The taxpayer was a wholly owned subsidiary of Denso Thermal Systems, Italy. The taxpayer was engaged in the business of manufacturing certain automobile products and selling the same in India and abroad. For the impugned assessment year, the taxpayer claimed that the royalty paid to its parent company as revenue expenditure.
After perusing the details called for, the AO, relying on the decision of CIT vs. Southern Switchgear Ltd. 148 ITR 272 (Mad) held 25% of the royalty claimed as capital expenditure and disallowed the same. However, perusing the technical collaboration agreement entered by the taxpayer the CIT (A) deleted the addition made on account of 25% of royalty expenditure. The revenue authority preferred an appeal before the Tribunal.
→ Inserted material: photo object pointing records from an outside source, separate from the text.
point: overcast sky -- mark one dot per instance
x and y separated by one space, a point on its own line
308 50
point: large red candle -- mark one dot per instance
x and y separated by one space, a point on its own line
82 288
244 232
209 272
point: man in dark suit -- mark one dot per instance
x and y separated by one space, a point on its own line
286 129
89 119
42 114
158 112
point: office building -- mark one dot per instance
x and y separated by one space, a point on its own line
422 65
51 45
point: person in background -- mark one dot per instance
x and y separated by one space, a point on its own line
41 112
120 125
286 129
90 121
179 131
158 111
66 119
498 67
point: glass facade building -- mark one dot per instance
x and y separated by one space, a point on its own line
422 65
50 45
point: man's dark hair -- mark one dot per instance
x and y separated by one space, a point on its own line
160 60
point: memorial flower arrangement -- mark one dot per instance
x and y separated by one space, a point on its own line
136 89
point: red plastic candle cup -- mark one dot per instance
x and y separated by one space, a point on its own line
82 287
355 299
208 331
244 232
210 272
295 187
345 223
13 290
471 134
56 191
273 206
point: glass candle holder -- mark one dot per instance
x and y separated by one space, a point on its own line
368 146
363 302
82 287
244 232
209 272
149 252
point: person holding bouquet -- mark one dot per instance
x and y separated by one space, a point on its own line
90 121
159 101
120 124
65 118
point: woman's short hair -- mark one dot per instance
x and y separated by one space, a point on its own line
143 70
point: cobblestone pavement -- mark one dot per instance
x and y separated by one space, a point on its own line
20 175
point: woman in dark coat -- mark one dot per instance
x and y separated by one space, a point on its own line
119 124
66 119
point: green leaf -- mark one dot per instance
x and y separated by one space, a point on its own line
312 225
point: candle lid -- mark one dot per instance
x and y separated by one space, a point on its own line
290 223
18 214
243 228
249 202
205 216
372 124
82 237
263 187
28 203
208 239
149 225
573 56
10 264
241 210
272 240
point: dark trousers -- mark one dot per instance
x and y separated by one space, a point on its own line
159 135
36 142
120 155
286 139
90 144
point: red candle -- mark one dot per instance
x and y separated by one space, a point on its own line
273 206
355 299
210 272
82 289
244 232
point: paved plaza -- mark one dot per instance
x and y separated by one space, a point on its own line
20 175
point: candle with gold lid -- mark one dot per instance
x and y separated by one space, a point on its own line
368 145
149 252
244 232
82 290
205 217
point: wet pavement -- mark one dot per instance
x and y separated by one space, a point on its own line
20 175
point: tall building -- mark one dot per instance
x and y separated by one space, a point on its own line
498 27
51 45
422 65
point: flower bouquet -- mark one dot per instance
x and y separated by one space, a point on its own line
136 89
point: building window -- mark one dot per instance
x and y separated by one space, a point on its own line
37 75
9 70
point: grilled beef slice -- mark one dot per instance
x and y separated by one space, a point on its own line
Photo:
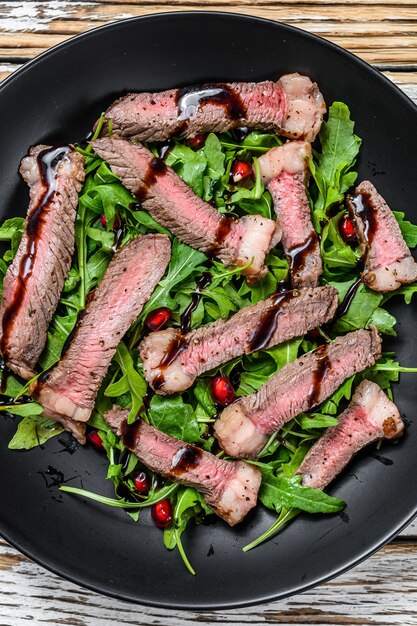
388 261
230 488
243 428
174 205
369 416
70 388
34 281
285 172
293 107
270 322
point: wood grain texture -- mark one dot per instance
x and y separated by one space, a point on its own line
387 35
381 591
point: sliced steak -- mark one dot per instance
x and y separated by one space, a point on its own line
70 388
285 172
34 281
172 361
388 261
293 107
244 427
369 416
230 488
174 205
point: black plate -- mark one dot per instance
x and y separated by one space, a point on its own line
55 99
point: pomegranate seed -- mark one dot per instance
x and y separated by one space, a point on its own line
347 229
222 390
141 483
158 318
241 170
94 439
103 221
162 513
197 141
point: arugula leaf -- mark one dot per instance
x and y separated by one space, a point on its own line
32 431
189 505
331 169
317 420
190 165
174 417
363 310
279 491
408 230
185 262
136 383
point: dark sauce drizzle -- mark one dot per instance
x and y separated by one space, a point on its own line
298 255
4 372
156 168
365 210
130 433
223 229
190 99
186 318
240 133
48 162
124 459
262 334
178 343
165 149
343 307
318 375
185 459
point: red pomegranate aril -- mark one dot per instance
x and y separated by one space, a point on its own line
197 141
158 318
241 171
162 513
94 439
141 483
222 390
347 229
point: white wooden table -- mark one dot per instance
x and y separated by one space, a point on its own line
383 589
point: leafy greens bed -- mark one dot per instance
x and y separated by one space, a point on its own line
108 217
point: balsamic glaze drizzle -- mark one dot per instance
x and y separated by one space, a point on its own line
365 210
4 372
130 432
318 375
343 307
48 161
263 332
185 459
190 100
156 168
298 255
223 229
178 343
186 318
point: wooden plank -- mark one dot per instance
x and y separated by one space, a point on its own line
387 35
379 592
6 69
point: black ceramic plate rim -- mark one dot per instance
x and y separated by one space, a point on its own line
367 552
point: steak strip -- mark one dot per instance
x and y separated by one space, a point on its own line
70 388
285 172
34 281
195 222
230 488
172 361
388 261
370 416
293 107
244 427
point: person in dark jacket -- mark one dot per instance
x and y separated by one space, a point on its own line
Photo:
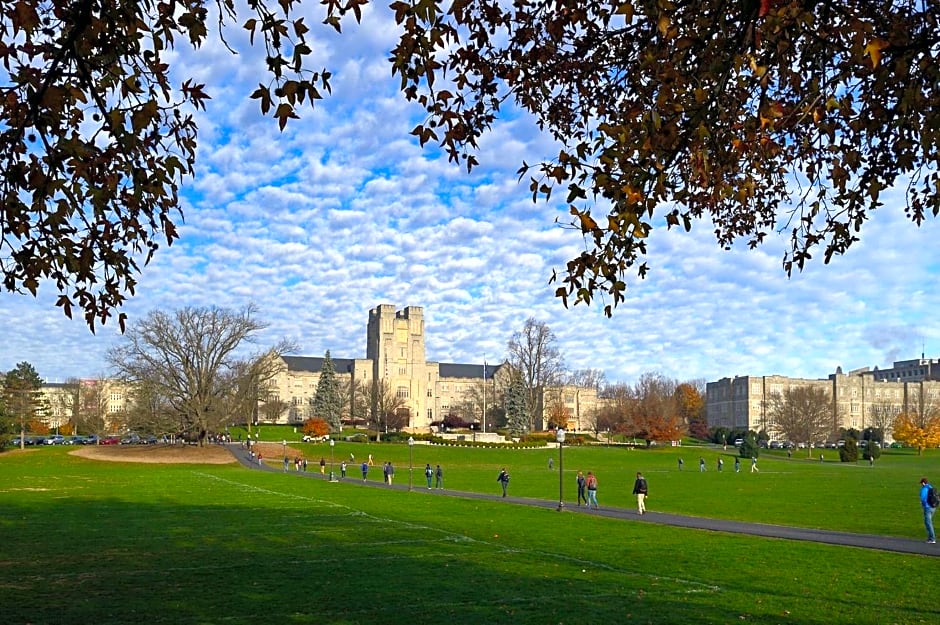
641 490
503 479
928 510
582 495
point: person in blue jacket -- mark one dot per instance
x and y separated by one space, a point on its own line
928 510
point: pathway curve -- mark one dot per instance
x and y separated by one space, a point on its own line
864 541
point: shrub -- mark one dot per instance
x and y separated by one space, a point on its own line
871 449
849 451
749 447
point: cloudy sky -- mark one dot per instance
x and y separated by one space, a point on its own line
343 211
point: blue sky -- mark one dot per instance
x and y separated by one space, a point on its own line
343 211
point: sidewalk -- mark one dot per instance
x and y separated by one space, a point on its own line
864 541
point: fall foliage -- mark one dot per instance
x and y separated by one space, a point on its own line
918 431
751 118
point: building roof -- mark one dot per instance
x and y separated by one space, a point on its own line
314 364
454 370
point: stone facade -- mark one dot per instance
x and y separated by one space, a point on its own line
395 353
860 399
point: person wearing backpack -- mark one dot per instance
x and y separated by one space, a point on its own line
641 490
503 479
929 502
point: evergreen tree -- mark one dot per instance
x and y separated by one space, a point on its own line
22 398
517 415
327 404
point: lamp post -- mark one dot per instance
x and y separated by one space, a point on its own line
411 448
560 437
332 474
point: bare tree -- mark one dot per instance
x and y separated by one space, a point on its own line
615 410
533 354
93 407
382 404
587 378
803 414
148 411
189 358
556 413
22 398
656 412
881 416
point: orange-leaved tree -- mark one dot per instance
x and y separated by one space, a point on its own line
316 427
918 431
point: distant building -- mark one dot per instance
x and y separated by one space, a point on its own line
395 354
860 399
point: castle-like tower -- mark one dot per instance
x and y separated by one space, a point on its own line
395 345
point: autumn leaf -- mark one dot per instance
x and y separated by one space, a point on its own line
873 50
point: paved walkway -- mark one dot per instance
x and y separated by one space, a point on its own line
864 541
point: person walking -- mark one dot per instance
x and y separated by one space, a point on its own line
503 479
591 483
582 488
929 508
640 489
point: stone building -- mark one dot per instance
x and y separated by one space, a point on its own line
396 355
861 398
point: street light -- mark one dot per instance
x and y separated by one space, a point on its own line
560 437
332 474
411 449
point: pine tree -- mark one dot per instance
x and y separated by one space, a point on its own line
517 416
327 403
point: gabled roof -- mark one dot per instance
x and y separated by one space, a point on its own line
454 370
314 364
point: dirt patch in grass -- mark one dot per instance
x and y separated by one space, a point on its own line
157 454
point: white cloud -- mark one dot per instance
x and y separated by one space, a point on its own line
344 211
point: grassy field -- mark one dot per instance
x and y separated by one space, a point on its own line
95 542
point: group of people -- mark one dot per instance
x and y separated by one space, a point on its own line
437 473
721 465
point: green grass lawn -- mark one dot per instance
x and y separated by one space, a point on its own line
95 542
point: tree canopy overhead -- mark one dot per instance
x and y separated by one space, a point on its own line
95 139
754 117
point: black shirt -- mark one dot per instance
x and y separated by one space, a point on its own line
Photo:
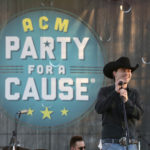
110 105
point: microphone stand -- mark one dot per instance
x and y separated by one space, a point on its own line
126 123
13 140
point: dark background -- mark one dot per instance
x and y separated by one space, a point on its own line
121 33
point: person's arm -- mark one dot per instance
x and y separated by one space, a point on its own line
104 100
134 107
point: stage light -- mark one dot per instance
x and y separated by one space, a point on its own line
125 7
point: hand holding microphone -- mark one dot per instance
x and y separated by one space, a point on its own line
120 88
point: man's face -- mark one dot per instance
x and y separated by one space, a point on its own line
80 145
123 74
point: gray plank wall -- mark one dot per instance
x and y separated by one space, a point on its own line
121 34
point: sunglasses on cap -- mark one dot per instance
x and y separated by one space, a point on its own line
82 148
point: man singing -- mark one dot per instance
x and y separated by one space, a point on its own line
110 102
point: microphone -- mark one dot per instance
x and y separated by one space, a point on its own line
25 111
121 83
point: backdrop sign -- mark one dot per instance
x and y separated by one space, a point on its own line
50 67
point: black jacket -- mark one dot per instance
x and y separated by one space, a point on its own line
110 105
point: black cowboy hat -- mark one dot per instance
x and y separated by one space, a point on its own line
122 62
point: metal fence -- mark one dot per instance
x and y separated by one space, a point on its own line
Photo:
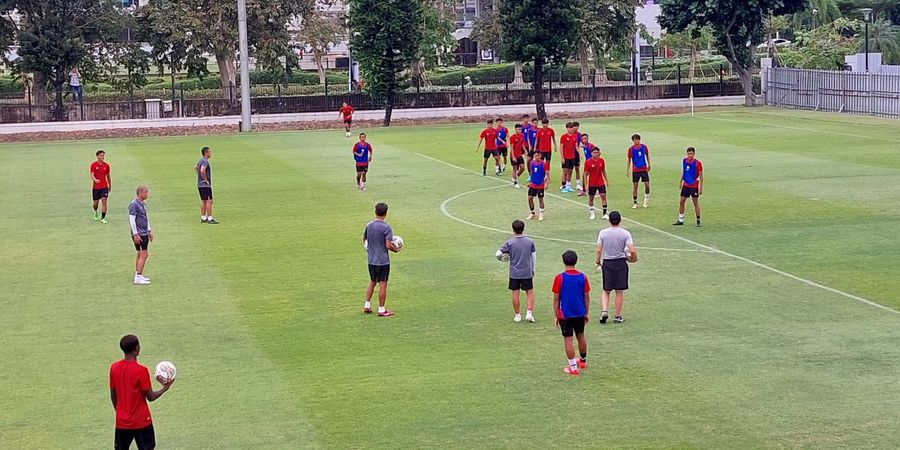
876 94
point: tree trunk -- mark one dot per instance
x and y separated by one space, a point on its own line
540 108
585 64
517 74
227 71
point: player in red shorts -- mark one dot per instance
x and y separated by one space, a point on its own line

Regarding the terms of the agreement, the Tribunal held that, in the current case, the terms of the agreement was for 10 years and upon completion of the term, the rights, technical know-how and confidential information were to revert to the licensor and the respondent will not have further right to use the property and know-how. Since the respondent was granted just a license to use the technology in the product manufactured by it and was never made the owner of such technology, he could not be said to have acquired any capital asset. Hence no part of the expenditure could be capitalized. The Tribunal placed reliance on the decisions of CIT vs. Ciba of India Ltd. (69 ITR 672) (SC) and Sriram Pistons & Ring Ltd. (171 Taxman 81) (Del). Thus, in view of the above, the Tribunal confirmed the order of CIT(A).
Decided by: ITAT – Delhi, In the case of Denso Faridabad Pvt. Ltd.